Fixed Issues in Apache YARN
Review the list of YARN issues that are resolved in Cloudera Runtime 7.1.9.
- COMPX-14340: YARN-11490 JMX QueueMetrics breaks after mutable config validation in CS
- Fix: JMX metrics broke after 2 or more configuration validation.
- COMPX-13959: Applications submitted to ambiguous queue fail during recovery if "Specified" Placement Rule is used
- Fixed the issue of app killed, if specified placement is used and rm is restarted while the app is still running.
- COMPX-13773: YARN-11461 NPE in determineMissingParents when the queue is invalid
- Fix NPE log warning when submitting to invalid queue.
- COMPX-14120: Backport YARN-11463: Node Labels root directory creation doesn't have a retry logic
- Retry logic is implemented and backported for root directory creation during RM node label store inititalization.
- COMPX-10909: Investigate if placement rules are working fine if username contains dot, and default queue is set to that queue
- Usernames with dot now will work well with CS placement rules
- COMPX-13554: Backport YARN-10178 to 7.1.9 CHFx : Crash in global async scheduler thread
- With this fix the Capacity Scheduler Global Scheduler AsyncThread won't crash when multi async thread concurrently compares queue usage statistics and ResourceCommitterService applies leaf queue change statistics.
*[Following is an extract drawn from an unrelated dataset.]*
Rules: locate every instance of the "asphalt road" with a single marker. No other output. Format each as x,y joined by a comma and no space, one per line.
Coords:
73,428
- COMPX-12661: YARN-11075 Explicitly declare serialVersionUID in LogMutation class
- The serialVersionUID field is explicitly set for the LogMutation class.
- COMPX-13392: HADOOP-18602 Remove netty3 dependency - CDH-7.1.9
- netty3 is removed
- COMPX-12815: Backport YARN-10178 to 7.1.8 CHFx : Crash in global async scheduler thread
- With this fix the Capacity Scheduler Global Scheduler AsyncThread won't crash when multi async thread concurrently compares queue usage statistics and ResourceCommitterService applies leaf queue change statistics.
- COMPX-12783: Backport YARN-11079 (Make an AbstractParentQueue to store common ParentQueue and ManagedParentQueue functionality)
- Made an AbstractParentQueue to store common ParentQueue and ManagedParentQueue functionality
- COMPX-14124: Backport YARN-10739 GenericEventHandler.printEventQueueDetails causes RM recovery to take too much time
- GenericEventHandler.printEventQueueDetails causes RM recovery to take too much time so added thread pool for async print event details ,to prevent wasting too much time for RM.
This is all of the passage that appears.